ORDER BY	SELECT * FROM mytable ORDER BY mycolumn desc	source=mytable | SORT -mycolumn
SELECT DISTINCT	SELECT DISTINCT mycolumn1, mycolumn2 FROM mytable	source=mytable | DEDUP mycolumn1 | FIELDS mycolumn1, mycolumn2
SELECT TOP	SELECT TOP 5 mycolumn1, mycolumn2 FROM mytable	source=mytable | TOP mycolumn1, mycolumn2
INNER JOIN	SELECT * FROM mytable1 INNER JOIN mytable2 ON mytable1.mycolumn=mytable2.mycolumn	source=mytable1 | JOIN type=inner mycolumn [ SEARCH source=mytable2 ] Note: Joins in Splunk can be achieved as above, or by two other methods: with the lookup operator to look on additional values given others:     ... | LOOKUP myvaluelookup mycolumn OUTPUT myoutputcolumn with subsearches, searches that run other searches:
LEFT (OUTER) JOIN	SELECT * FROM mytable1 LEFT JOIN mytable2 ON mytable1.mycolumn=mytable2.mycolumn	source=mytable1 | JOIN type=left mycolumn [ SEARCH source=mytable2 ]
SELECT INTO	SELECT * INTO new_mytable IN mydb2 FROM old_mytable	source=old_mytable | EVAL source=new_mytable | COLLECT index=mydb2 Note: COLLECT is typically used to store expensively calculated fields back into Splunk so that future access is much faster. This current example is atypical but shown for comparison with SQL's command. source will be renamed orig_source
TRUNCATE TABLE	TRUNCATE TABLE mytable	source=mytable | DELETE
INSERT INTO	INSERT INTO mytable VALUES (value1, value2, value3,....)	Note: see SELECT INTO. Individual records are not added via the search language, but can be added via the API if need be.
UNION	SELECT mycolumn FROM mytable1 UNION SELECT mycolumn FROM mytable2	source=mytable1 | APPEND [ SEARCH source=mytable2] | DEDUP mycolumn
UNION ALL	SELECT * FROM mytable1 UNION ALL SELECT * FROM mytable2	source=mytable1 | APPEND [ SEARCH source=mytable2]
DELETE	DELETE FROM mytable WHERE mycolumn=5	source=mytable1 mycolumn=5 | DELETE
UPDATE	UPDATE mytable SET column1=value, column2=value,... WHERE some_column=some_value	Note: There are a few things to think about when updating records in Splunk.

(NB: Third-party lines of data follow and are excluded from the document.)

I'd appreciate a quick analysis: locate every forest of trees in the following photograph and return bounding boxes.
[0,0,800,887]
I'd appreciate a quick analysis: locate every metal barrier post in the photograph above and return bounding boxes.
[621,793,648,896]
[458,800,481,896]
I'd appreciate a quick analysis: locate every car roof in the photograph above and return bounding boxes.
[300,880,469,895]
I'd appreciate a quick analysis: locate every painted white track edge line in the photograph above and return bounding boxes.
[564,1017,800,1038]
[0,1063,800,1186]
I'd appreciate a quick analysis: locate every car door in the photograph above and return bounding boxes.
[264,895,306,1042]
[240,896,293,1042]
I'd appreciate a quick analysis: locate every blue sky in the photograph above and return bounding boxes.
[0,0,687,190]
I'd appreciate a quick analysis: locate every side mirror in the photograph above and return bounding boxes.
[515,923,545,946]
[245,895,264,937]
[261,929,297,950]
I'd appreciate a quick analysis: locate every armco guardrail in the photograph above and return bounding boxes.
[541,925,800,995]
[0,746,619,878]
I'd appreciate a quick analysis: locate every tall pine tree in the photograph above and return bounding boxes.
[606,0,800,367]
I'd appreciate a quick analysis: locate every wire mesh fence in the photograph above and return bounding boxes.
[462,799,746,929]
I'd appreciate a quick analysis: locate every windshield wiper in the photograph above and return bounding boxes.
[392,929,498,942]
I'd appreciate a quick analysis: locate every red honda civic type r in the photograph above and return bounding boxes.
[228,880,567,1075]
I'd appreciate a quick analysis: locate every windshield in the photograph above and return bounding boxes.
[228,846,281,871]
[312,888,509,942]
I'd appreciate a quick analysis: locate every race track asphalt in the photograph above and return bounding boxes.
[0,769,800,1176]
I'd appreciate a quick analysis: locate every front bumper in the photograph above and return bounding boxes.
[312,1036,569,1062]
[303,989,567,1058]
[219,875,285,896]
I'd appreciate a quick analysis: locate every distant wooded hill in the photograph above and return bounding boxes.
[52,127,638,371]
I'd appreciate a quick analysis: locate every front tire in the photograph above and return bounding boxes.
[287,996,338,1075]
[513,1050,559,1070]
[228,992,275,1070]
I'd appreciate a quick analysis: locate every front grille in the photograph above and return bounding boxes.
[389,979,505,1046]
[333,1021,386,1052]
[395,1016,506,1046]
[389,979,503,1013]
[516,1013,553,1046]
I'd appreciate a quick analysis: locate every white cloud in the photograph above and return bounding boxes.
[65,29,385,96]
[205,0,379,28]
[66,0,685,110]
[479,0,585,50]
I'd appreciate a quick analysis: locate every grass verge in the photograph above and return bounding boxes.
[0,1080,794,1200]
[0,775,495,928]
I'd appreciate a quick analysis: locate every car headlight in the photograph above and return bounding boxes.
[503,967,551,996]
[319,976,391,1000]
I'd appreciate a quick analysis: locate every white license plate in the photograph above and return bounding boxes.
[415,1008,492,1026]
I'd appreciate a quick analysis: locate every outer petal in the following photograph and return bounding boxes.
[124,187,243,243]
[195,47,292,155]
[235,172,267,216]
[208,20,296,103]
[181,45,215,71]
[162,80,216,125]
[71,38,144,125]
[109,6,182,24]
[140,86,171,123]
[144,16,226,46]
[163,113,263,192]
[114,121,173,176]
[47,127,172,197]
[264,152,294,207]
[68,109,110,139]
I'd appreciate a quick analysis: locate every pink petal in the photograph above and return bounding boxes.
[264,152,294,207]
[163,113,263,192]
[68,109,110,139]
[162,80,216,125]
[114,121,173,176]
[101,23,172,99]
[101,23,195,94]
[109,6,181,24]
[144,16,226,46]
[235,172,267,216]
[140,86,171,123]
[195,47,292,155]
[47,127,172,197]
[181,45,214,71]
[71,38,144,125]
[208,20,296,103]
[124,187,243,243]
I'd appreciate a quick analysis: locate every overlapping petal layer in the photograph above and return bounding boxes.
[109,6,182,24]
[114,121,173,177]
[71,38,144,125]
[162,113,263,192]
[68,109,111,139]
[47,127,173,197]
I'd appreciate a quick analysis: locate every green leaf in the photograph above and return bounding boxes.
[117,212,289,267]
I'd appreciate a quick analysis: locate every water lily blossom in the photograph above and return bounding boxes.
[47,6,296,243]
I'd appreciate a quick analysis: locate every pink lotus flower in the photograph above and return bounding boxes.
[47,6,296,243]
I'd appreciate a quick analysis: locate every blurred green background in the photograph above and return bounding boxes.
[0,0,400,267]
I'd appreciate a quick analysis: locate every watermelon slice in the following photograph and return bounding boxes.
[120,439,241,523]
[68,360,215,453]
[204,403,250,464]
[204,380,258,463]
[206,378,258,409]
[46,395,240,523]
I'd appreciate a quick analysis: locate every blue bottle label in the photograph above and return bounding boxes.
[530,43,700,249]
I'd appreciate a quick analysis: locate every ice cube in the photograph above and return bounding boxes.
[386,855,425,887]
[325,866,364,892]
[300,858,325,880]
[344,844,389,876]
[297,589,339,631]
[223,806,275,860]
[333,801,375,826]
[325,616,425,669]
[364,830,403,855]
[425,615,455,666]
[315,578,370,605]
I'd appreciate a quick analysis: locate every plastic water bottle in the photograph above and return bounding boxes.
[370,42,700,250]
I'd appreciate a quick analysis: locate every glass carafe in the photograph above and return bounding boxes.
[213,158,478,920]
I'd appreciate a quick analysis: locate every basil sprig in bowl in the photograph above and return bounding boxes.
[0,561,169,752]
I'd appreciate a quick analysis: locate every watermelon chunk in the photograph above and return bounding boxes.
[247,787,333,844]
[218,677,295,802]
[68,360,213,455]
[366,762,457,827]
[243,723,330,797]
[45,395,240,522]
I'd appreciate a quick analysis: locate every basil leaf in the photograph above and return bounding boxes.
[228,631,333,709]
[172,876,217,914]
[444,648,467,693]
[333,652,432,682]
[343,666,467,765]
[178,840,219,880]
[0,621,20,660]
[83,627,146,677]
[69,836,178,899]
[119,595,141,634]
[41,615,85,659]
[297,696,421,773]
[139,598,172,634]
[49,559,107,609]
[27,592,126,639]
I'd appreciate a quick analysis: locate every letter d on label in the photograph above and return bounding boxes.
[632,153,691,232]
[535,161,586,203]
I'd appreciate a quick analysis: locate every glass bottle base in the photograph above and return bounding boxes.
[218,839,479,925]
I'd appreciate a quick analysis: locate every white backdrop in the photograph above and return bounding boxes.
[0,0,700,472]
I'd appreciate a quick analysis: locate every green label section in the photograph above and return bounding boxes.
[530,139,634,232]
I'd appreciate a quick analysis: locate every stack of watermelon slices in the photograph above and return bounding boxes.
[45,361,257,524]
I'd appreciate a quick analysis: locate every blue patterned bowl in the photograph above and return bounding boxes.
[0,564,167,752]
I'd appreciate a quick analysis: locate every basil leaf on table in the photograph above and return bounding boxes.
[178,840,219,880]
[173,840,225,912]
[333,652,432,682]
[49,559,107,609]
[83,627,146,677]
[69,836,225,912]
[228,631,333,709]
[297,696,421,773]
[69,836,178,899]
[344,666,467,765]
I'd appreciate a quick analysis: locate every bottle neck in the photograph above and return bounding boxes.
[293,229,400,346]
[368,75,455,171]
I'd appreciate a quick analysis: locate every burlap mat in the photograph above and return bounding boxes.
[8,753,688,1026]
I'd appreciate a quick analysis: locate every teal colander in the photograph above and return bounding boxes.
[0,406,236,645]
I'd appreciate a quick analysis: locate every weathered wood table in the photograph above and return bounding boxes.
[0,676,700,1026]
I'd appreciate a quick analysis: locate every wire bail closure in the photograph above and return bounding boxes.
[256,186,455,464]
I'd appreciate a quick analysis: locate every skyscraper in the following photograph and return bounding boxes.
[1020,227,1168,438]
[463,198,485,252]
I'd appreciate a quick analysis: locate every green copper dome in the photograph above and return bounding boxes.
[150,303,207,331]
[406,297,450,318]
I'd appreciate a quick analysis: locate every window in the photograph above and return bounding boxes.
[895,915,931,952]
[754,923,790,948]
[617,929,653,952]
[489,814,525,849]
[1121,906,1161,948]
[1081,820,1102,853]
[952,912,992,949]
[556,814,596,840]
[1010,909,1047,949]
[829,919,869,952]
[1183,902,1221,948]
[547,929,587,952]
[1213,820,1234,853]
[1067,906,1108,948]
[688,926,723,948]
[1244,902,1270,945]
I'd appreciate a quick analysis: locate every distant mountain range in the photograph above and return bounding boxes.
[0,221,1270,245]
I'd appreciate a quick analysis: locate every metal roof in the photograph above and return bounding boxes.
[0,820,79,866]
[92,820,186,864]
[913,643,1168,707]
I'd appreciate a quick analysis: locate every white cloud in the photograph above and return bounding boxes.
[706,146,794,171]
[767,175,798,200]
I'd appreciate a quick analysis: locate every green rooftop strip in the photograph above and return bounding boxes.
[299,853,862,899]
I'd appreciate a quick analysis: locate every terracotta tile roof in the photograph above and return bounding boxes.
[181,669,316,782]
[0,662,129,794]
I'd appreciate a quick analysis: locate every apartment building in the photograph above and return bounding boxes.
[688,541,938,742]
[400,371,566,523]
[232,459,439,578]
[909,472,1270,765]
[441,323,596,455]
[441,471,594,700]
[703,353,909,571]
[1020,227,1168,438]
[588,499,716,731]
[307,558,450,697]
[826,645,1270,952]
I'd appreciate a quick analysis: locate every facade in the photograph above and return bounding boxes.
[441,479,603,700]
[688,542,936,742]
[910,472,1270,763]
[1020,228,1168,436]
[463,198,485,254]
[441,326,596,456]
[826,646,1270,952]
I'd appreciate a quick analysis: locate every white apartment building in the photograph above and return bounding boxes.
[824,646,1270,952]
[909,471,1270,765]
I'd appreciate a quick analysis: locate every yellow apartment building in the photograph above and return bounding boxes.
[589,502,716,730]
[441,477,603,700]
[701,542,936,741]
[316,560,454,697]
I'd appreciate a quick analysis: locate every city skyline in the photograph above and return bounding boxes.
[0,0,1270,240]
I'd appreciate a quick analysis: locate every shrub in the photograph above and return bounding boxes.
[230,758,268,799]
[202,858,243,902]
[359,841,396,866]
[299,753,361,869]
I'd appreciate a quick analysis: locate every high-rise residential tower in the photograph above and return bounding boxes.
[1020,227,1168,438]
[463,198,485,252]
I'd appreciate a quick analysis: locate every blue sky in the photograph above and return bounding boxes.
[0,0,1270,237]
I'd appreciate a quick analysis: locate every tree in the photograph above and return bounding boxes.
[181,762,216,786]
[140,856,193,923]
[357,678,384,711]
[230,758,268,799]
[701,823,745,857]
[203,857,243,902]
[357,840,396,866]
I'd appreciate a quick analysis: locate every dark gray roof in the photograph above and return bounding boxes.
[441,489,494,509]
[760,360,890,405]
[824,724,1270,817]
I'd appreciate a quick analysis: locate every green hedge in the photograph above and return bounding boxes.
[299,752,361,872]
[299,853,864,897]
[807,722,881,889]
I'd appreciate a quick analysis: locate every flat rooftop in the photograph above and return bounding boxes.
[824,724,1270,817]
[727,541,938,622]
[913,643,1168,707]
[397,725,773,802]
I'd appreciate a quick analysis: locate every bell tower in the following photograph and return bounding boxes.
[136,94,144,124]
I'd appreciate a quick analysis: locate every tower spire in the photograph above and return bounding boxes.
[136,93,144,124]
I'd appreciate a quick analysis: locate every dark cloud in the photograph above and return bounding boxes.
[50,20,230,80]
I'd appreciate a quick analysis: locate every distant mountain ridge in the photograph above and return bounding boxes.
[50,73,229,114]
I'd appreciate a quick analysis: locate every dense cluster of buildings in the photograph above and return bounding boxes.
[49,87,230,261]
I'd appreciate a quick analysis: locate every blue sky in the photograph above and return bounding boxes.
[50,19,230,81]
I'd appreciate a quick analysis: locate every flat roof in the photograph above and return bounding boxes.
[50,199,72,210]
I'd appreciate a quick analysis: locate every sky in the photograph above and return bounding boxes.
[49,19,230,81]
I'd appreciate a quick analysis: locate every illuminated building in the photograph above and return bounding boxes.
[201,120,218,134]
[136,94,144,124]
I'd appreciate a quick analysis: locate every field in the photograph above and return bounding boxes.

First, you can just add the new values into Splunk (see INSERT INTO) and not worry about deleting the old values, because Splunk always returns the most recent results first. Second, on retrieval, you can always de-duplicate the results to ensure only the latest values are used (see SELECT DISTINCT). Finally, you can actually delete the old records (see DELETE).